The issues that are taught in the course are divided into main and more mathematical topics. In short, the main topics are the optimality conditions (unconstrained, convex and general nonlinear constrained problems; necessary and sufficient conditions), duality and numerical methods (unconstrained and constrained).
- Formulating optimization model. How do you build a model so that it can be efficiently solved? What type of problems are easy and what are hard? Applications: Markowitz portfolio model. Risk management and coherent risk measures. Production planning. The relation of discrete and continuous optimization problems (nonlinear programming vs. dynamic optimization). Lectures 1,6.
- Optimality. Possibly many local and global optima. Necessary and sufficient optimality conditions: unconstrained (ch. 4.1), convex (thm 3.4.3) and nonlinear constrained problem (4.3.2,4.3.6-8,4.4.1). How to use optimality conditions in solving optimization problems. Proving optimality conditions using separation theorems and geometric optimality. How do you get from Weierstrass theorem to FJ and KKT conditions. Lectures 1-5.
- Convexity in optimization. Introduce different convex sets and functions. Constructing more convex functions using convexity preserving operations. Techniques for proving that a function is convex. Lectures 1-5.
- Lagrange duality. Definition and interpretation of dual problem, duality theorems and using duality in getting upper and lower bounds. Lecture 7.
- Numerical methods. Comparing algorithms: need of derivatives, speed of convergence, computational complexity, need of memory. Methods for unconstrained, non-differentiable, LP and constrained problems. How to choose a suitable method? What software, computers and languages are needed? The relation to solving a set of equations and differential equations. Lectures 8-12.
- Unconstrained optimization. Gradient and Newton's method (ch. 8.6). Conjugate direction and quasi-Newton methods (ch. 8.8). Trust-region method (ch. 8.7). Lectures 8-9.
- Constrained optimization. Penalty function methods: Augmented Lagrangian method (ch. 9.3). Barrier function methods: primal-dual interior point method (ch. 9.5). Sequential Quadratic Programming (SQP) (ch. 10.4).
More mathematical topics
- Generalizations of differentiability. This course deals with one of them: subdifferential (subgradients, 3.2.3). Lectures 3-4.

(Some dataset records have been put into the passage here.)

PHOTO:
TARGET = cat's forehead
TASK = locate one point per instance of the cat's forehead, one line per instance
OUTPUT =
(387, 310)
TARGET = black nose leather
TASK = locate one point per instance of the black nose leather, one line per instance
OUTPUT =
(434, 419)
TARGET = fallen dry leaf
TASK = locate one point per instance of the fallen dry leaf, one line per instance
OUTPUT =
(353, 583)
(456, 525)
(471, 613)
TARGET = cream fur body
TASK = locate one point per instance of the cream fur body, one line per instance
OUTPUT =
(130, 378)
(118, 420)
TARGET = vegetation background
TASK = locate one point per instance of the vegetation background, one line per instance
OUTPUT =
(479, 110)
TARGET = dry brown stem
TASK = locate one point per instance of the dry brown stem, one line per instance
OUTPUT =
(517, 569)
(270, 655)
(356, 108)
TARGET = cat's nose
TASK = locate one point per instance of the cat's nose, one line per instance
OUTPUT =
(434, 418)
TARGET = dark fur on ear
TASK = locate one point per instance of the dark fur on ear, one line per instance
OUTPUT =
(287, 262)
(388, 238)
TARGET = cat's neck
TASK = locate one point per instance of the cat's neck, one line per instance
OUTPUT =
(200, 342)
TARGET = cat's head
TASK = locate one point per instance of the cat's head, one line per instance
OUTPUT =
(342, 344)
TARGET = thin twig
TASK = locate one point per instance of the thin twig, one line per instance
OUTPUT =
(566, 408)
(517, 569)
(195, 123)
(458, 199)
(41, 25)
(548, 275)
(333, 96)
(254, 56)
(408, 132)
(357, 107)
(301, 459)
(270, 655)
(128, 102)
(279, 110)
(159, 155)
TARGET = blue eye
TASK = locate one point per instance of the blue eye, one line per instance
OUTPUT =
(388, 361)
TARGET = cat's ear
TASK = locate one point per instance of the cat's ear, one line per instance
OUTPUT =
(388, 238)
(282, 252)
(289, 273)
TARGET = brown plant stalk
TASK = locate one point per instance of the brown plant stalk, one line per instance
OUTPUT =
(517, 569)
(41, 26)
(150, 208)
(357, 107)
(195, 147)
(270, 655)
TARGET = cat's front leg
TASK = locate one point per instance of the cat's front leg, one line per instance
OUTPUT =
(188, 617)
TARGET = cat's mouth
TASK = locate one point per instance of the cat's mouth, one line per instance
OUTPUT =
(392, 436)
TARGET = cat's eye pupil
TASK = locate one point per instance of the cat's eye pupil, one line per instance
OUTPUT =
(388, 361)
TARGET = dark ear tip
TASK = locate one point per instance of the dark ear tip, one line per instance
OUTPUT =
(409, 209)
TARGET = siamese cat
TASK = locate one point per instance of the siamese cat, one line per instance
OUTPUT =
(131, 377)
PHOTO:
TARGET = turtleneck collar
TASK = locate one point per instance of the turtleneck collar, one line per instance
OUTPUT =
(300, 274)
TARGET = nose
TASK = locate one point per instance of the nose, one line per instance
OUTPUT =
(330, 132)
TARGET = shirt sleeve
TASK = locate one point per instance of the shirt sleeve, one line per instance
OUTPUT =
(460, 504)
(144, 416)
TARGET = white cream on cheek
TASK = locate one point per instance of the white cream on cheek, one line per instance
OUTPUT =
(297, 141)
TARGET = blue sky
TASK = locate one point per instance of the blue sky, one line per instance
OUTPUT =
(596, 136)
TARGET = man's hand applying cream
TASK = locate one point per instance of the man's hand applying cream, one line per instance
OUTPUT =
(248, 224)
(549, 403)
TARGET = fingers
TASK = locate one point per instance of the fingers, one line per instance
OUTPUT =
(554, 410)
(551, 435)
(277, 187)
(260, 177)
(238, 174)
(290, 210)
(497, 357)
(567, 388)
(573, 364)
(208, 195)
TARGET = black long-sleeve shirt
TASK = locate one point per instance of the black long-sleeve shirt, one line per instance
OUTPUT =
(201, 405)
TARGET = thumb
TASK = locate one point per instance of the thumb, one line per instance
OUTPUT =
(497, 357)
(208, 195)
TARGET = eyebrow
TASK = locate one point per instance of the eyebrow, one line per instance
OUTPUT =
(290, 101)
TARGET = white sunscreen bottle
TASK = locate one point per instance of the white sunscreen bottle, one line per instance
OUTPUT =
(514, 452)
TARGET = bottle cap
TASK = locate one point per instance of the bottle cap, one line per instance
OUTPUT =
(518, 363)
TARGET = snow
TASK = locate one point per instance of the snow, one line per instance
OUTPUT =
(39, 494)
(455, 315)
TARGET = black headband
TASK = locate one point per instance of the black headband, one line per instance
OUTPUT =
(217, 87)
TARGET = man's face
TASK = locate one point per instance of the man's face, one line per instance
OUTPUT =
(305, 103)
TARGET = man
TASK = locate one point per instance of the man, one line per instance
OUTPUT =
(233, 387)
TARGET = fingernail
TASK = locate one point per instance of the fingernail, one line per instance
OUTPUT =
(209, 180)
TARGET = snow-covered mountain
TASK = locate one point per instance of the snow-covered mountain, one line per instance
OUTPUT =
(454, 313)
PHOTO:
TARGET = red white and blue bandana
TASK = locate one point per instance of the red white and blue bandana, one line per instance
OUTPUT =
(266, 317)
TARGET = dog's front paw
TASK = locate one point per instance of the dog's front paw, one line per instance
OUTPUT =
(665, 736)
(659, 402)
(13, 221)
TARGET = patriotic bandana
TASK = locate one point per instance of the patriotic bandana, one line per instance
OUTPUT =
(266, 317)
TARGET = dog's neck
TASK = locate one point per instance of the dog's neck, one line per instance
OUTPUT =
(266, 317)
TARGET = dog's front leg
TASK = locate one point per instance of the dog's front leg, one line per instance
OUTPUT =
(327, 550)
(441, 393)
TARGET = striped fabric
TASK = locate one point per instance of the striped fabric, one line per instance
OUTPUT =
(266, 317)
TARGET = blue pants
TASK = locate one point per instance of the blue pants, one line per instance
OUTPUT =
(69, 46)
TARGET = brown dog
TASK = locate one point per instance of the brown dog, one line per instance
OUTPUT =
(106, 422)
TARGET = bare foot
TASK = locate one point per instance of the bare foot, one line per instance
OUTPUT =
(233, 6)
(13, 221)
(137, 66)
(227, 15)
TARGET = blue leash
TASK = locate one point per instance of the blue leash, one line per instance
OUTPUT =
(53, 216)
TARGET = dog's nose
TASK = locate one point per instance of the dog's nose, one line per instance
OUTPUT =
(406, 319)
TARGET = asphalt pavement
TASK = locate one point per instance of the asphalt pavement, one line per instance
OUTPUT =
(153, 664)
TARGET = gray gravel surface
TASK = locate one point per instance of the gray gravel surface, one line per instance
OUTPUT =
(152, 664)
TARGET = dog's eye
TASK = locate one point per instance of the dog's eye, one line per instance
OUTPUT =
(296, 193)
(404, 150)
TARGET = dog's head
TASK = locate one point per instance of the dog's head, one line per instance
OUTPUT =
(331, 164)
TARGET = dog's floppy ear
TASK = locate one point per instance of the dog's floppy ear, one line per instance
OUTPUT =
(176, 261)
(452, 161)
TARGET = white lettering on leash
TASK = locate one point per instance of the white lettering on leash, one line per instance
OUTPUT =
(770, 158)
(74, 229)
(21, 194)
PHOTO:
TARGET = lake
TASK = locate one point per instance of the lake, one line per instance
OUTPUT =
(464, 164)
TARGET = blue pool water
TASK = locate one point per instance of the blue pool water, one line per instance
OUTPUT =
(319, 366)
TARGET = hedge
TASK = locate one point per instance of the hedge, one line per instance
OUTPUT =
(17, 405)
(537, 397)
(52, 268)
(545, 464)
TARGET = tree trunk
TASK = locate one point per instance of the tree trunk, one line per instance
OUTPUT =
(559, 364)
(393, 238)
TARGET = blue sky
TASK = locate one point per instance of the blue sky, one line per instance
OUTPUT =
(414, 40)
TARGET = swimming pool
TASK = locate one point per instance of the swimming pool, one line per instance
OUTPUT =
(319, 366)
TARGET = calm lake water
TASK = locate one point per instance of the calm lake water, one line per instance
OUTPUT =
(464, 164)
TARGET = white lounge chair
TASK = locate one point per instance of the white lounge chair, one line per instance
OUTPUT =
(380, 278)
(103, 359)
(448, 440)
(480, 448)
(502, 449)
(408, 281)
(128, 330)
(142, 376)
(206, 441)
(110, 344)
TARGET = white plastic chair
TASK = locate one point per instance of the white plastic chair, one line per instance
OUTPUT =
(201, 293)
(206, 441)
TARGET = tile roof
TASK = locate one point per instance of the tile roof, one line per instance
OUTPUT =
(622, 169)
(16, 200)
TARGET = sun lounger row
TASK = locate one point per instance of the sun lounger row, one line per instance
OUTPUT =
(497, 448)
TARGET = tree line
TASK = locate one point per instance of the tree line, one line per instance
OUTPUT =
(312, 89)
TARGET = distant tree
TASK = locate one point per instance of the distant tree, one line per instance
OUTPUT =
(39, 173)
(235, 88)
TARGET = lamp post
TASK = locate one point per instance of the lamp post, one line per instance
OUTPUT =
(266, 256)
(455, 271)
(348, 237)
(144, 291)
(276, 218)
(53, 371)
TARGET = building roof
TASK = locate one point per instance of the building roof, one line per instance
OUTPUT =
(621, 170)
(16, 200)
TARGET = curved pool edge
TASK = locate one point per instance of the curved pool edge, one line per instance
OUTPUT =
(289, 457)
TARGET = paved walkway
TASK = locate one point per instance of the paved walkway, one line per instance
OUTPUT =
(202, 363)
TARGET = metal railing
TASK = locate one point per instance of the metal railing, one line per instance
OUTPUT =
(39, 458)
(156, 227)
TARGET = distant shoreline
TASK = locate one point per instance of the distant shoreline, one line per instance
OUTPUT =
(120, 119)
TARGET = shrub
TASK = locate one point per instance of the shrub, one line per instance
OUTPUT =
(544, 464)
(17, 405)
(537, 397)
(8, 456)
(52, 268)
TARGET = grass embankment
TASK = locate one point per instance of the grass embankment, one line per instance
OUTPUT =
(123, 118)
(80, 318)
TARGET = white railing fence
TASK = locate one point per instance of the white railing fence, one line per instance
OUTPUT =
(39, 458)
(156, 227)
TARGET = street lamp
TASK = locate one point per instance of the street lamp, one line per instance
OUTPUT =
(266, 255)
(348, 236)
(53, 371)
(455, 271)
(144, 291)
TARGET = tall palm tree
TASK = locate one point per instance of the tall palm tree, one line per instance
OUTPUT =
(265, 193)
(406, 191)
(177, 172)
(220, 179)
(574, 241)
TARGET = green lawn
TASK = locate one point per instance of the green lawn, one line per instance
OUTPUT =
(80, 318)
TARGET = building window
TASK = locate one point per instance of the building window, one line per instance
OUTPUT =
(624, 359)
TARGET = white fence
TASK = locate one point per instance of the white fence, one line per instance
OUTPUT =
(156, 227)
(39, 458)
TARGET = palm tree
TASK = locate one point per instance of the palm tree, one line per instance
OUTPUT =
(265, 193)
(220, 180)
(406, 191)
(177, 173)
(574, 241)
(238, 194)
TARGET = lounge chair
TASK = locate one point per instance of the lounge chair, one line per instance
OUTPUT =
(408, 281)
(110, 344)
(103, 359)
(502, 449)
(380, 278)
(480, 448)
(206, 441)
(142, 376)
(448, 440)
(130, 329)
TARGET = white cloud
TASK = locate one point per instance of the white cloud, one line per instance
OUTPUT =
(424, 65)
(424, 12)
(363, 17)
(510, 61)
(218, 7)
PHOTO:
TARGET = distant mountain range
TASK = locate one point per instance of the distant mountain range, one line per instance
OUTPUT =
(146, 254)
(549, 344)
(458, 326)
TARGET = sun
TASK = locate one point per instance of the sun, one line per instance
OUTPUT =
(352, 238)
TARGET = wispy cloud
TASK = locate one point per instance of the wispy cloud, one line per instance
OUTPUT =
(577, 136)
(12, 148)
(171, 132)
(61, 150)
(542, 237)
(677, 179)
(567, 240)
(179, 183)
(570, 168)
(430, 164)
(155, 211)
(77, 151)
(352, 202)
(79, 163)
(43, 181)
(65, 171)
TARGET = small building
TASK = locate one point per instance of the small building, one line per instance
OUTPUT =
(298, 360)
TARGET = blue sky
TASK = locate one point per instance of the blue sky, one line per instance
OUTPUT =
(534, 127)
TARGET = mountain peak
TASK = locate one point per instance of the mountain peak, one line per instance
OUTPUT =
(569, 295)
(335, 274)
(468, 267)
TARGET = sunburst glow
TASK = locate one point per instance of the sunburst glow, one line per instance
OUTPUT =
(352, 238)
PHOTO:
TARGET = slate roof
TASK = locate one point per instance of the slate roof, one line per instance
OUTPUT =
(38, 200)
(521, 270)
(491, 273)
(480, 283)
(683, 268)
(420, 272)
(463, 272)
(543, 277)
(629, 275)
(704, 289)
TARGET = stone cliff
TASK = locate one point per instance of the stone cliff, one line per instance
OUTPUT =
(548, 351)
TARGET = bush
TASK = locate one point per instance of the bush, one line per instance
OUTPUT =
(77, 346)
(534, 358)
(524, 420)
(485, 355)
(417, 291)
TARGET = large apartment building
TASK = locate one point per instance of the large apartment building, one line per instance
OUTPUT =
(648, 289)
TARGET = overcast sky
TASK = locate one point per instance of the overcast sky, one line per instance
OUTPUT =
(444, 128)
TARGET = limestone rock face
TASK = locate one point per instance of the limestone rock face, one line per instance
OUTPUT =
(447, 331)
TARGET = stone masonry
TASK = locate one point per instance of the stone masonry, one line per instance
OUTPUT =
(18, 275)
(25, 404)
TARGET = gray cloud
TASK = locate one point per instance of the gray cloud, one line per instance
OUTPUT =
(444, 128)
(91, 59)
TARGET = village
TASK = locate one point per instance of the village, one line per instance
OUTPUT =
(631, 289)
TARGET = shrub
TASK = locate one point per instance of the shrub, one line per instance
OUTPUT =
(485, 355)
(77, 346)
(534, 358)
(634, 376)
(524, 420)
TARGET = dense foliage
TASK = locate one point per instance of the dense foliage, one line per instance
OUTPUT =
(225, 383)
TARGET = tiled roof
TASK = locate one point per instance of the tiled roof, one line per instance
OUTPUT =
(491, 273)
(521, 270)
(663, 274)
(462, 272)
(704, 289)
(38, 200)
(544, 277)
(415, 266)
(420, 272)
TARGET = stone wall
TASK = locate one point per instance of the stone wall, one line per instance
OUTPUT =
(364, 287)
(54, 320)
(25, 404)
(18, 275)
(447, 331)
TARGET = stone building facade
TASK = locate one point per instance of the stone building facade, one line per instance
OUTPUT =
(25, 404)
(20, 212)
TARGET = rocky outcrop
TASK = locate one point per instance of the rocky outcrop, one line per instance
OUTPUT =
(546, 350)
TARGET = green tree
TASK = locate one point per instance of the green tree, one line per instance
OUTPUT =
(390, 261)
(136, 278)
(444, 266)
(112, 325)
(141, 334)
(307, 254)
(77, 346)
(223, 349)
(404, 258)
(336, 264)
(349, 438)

- Convex analysis. Properties of convex functions, convexity preserving operations and subdifferential calculus. Jensen inequality. Lectures 1-4.
- Axiom of choice. Separation theoremst: Farkas (2.4.5) and Motzkin. Hahn-Banach separation theorem. Lecture 2.
- Implicit function theorem. Lectures 4-5.
- Interpretation of Lagrange (Hamiltonian) function. Lecture 5,7,
- Lagrange and conjugate (Fenchel) duality. Lecture 7.
- Speed of convergence (7.4.1) and condition number. How well-behaved a problem is numerically. Interpretation of eigenvalue of objective function's and Lagrange function's Hessian matrix. Lectures 7-8,11.
- Sherman-Morrison-Woodbury matrix inversion theorem (formula 8.55). Lecture 9.
- Solving a set of linear equations and using sparsity. Lecture 9.
- Interpreting ellipsoids as affinely mapped unit balls. Interpretation of eigenvalues and eigenvectors as ellipsoid's axis and relation to volume. Lecture 10.
- Solving a set of equations in matrix form (ch. 9.5). Lecture 11.
- Different mathematical notions:epigraph, hypograph, lower level set, supporting hyperplanes, perspective function, convex hull, geometric and arithmetic mean, first Fermat point, Newton's optimal shape in homogenous current.